The invention provides an establishment method of a baphicacanthus cusia HPLC fingerprint. The method includes following steps: preparing a to-be-tested sample solution, determining chromatographic conditions, and performing detection with an HPLC instrument to obtain a HPLC fingerprint of a baphicacanthus cusia medicine and extracts thereof. Overall chemical information of the baphicacanthus cusia can be comprehensively expressed and fingerprint characteristics of the baphicacanthus cusia can be determined. The fingerprint is simple in method, is good in repeatability, is many in characteristic peaks and is accurate and reliable. An established HPLC fingerprint can effectively controls quality of the baphicacanthus cusia medicine.

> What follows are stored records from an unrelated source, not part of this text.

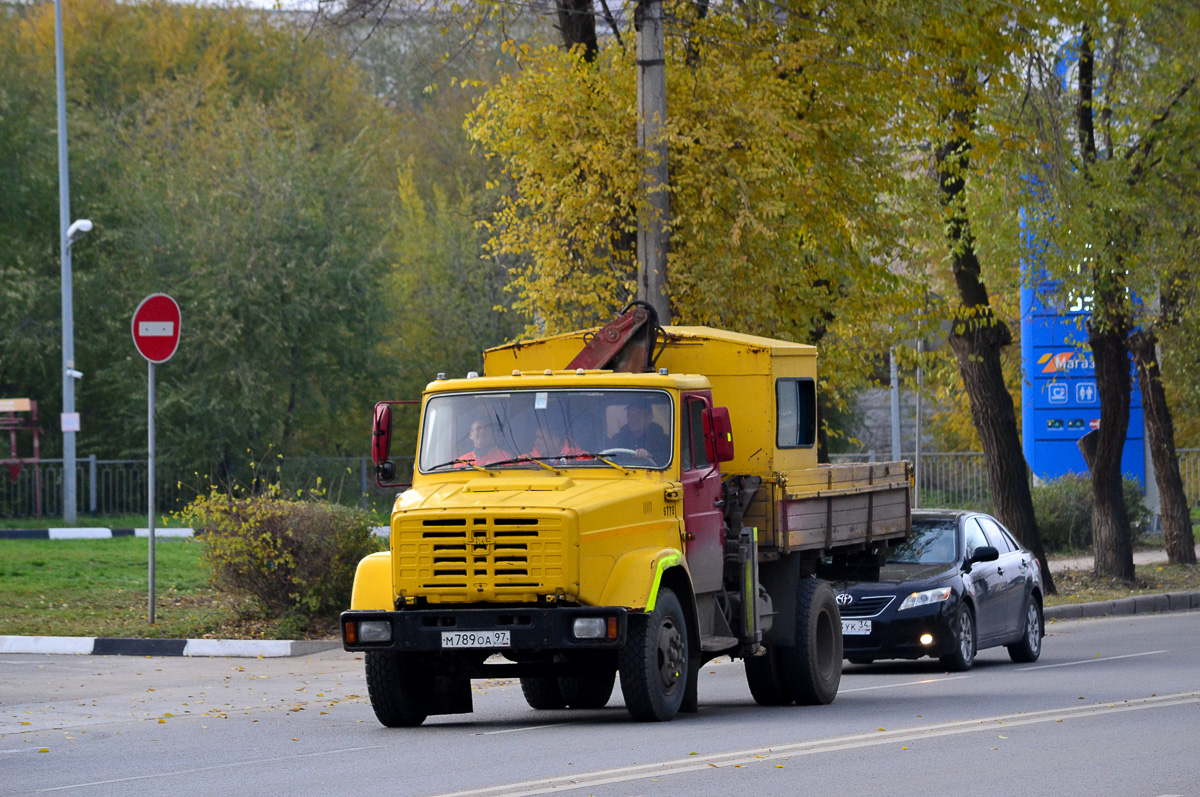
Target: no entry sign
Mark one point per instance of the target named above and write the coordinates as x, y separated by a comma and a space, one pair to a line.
156, 328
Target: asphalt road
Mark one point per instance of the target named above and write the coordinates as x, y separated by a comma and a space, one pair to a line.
1111, 708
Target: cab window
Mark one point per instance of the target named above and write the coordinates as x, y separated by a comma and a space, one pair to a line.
695, 453
796, 413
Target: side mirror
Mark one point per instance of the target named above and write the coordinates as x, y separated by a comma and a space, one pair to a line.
719, 433
381, 435
982, 553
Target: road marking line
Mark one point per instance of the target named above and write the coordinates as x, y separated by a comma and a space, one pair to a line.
517, 730
216, 766
906, 683
1107, 658
759, 755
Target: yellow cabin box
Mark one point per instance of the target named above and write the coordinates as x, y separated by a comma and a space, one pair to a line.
769, 388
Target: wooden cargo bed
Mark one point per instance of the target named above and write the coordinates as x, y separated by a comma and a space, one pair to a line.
832, 508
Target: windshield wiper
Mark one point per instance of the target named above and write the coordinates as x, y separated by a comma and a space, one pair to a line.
535, 460
469, 463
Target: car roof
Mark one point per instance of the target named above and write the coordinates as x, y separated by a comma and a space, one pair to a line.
942, 514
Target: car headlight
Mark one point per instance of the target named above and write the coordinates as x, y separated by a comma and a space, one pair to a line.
925, 598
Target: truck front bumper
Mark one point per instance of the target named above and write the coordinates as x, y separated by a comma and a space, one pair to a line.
529, 629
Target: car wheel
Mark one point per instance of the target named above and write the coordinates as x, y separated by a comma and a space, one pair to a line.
543, 693
654, 661
813, 666
587, 691
1030, 647
963, 655
399, 687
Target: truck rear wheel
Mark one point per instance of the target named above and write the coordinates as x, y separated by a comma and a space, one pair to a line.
813, 666
543, 693
654, 661
766, 678
397, 685
587, 691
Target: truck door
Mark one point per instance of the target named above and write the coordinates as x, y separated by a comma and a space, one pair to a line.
702, 513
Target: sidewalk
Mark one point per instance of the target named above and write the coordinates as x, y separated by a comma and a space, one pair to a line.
1086, 562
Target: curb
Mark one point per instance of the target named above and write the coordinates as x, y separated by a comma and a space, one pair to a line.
1158, 603
89, 533
120, 646
103, 533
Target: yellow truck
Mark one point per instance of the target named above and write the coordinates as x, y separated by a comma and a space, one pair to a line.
652, 505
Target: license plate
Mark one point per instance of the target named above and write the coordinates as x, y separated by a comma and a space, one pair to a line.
475, 639
856, 627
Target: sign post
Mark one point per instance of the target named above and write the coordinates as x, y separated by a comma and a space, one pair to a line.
156, 335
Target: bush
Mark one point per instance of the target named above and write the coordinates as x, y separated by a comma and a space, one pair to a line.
1063, 508
295, 557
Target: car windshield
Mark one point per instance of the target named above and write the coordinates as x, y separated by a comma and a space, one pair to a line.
933, 541
533, 429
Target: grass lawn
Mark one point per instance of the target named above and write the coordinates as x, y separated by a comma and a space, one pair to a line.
100, 588
88, 521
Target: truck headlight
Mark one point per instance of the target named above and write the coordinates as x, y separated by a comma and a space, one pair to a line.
375, 630
594, 628
925, 598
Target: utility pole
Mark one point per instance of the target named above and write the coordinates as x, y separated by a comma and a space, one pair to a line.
654, 220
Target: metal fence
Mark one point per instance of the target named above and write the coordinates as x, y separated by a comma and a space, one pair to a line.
119, 486
955, 479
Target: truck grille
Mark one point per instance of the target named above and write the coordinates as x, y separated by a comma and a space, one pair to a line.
477, 558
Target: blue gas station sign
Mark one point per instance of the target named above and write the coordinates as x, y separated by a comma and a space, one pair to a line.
1060, 401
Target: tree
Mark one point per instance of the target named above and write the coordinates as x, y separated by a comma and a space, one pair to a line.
1114, 138
958, 60
233, 165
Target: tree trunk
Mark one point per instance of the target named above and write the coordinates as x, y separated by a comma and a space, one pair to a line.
977, 340
1161, 437
577, 24
1111, 539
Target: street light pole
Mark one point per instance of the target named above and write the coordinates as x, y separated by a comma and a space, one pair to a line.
67, 232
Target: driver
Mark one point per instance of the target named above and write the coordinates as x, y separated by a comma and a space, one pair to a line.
486, 450
641, 435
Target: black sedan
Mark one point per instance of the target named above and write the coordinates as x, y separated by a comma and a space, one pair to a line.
960, 583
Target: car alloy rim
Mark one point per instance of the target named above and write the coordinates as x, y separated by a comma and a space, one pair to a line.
1033, 628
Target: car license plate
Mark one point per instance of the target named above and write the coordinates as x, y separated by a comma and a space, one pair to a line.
856, 627
475, 639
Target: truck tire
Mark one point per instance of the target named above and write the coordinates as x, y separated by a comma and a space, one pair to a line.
813, 666
654, 661
963, 655
397, 685
543, 693
587, 691
765, 676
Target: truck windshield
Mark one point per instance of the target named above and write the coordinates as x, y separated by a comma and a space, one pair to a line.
519, 429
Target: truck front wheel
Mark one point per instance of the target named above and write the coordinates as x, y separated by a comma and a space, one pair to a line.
813, 666
397, 685
654, 661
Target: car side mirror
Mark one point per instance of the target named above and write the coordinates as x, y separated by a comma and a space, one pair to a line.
982, 553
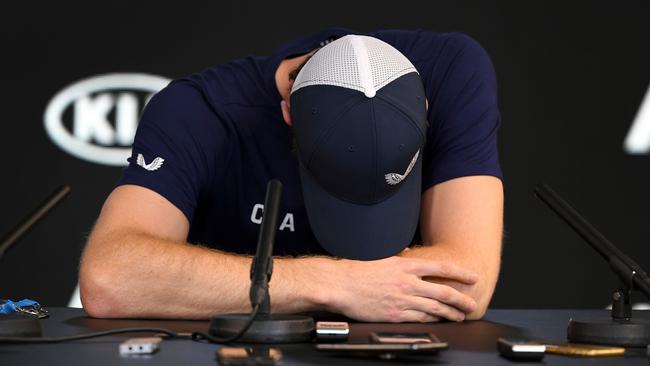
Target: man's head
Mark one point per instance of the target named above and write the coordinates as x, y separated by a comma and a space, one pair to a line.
359, 120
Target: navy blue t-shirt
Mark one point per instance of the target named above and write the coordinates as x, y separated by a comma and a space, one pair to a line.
222, 137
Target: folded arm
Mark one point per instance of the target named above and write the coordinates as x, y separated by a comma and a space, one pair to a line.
462, 223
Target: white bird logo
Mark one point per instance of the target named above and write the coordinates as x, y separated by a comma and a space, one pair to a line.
395, 178
154, 165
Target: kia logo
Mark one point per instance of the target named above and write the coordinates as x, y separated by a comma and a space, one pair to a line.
95, 119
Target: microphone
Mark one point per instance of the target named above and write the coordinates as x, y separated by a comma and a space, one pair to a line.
261, 326
620, 329
37, 215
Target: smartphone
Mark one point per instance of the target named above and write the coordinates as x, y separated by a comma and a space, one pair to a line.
244, 356
332, 331
521, 349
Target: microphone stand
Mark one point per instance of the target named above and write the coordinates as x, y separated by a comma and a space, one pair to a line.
620, 329
21, 325
266, 327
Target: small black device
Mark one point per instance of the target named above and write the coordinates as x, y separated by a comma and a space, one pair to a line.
402, 338
385, 351
520, 349
388, 345
332, 331
140, 346
246, 356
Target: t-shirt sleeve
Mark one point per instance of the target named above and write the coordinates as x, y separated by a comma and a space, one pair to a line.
463, 112
180, 147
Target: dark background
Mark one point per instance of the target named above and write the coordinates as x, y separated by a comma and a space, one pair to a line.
571, 78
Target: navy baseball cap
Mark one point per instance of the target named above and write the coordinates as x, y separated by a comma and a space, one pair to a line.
359, 121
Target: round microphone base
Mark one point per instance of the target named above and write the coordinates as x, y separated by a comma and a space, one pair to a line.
274, 328
626, 333
16, 325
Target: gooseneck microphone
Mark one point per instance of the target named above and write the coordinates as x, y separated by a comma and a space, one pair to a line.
39, 213
21, 325
262, 266
620, 329
261, 326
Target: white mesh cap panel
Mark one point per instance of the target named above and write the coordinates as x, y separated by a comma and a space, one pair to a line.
355, 62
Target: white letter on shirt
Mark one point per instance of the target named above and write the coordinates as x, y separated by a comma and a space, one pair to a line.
288, 222
254, 215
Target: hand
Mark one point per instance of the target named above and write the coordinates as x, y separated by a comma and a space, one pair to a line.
393, 290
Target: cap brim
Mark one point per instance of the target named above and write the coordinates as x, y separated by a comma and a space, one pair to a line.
364, 232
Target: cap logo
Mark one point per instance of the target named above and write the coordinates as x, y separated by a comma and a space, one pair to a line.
395, 178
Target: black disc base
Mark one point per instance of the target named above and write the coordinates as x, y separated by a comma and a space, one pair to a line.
275, 328
626, 333
16, 325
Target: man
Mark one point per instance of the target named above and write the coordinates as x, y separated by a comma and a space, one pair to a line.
207, 145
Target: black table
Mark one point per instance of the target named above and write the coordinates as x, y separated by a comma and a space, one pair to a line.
471, 343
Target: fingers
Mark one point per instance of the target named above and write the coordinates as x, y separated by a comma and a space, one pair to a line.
424, 268
445, 295
436, 308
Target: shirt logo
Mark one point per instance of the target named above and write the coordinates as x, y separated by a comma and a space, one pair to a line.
154, 165
395, 178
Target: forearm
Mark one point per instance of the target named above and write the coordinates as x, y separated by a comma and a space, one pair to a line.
133, 274
484, 263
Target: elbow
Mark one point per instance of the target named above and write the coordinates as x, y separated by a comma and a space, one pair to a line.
478, 314
483, 299
99, 292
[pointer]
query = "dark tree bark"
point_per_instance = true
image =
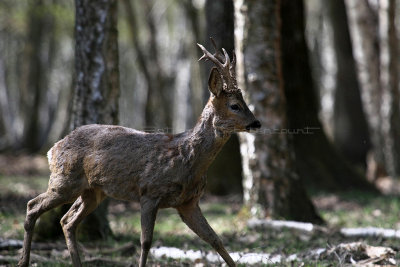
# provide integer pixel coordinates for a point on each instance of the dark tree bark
(34, 81)
(390, 83)
(365, 26)
(96, 63)
(96, 93)
(317, 162)
(271, 184)
(350, 130)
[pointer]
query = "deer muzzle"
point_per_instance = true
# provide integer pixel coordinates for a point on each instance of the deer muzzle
(254, 125)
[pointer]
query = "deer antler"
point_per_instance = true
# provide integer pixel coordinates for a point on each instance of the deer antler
(223, 64)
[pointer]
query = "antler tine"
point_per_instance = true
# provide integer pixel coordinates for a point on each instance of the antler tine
(227, 59)
(217, 53)
(233, 63)
(209, 56)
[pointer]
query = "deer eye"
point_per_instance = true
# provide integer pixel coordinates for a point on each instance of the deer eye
(235, 107)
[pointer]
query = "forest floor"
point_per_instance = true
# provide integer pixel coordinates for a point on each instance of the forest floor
(322, 246)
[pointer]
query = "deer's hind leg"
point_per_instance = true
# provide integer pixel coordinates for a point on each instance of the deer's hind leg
(83, 206)
(193, 217)
(35, 208)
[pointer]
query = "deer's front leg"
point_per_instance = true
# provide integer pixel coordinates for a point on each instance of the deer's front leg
(192, 216)
(148, 210)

The invention discloses a cold-coagulation-blood-stasis-syndrome-resistant differential metabolite metabolic pathway and study method of a Chinese angelica-based cold-coagulation blood-stasis treatment decoction. The method comprises: detecting and analyzing endogenous metabolites changed at different time points after cold-coagulation blood-stasis symptoms forming of a female rat under an ice-water bath and epinephrine induction and Chinese angelica-based cold-coagulation blood-stasis treatment decoction intervention by using an ultra-high performance liquid chromatography tandem mass spectrometry so as to obtain a fingerprint spectrum; with a multivariate variable statistical analysis method, carrying out screening from a plurality of variables and identifying 21 significantly changed metabolites; and enriching eight metabolic pathways related to different development stages of the cold-coagulation blood-stasis symptom by using ametaboanalyst open-source online metabonomics analysiswebsite. According to the invention, the related metabolic changes in the occurrence and development process of the old-coagulation blood-stasis symptoms and the treatment process of the Chinese angelica-based cold-coagulation blood-stasis treatment decoction are studied by using a dynamic analysis method; the disease occurrence and development mechanisms at different time points can be revealed;and the abnormal metabolic network regulated and controlled by medicines in the treatment process can be clarified.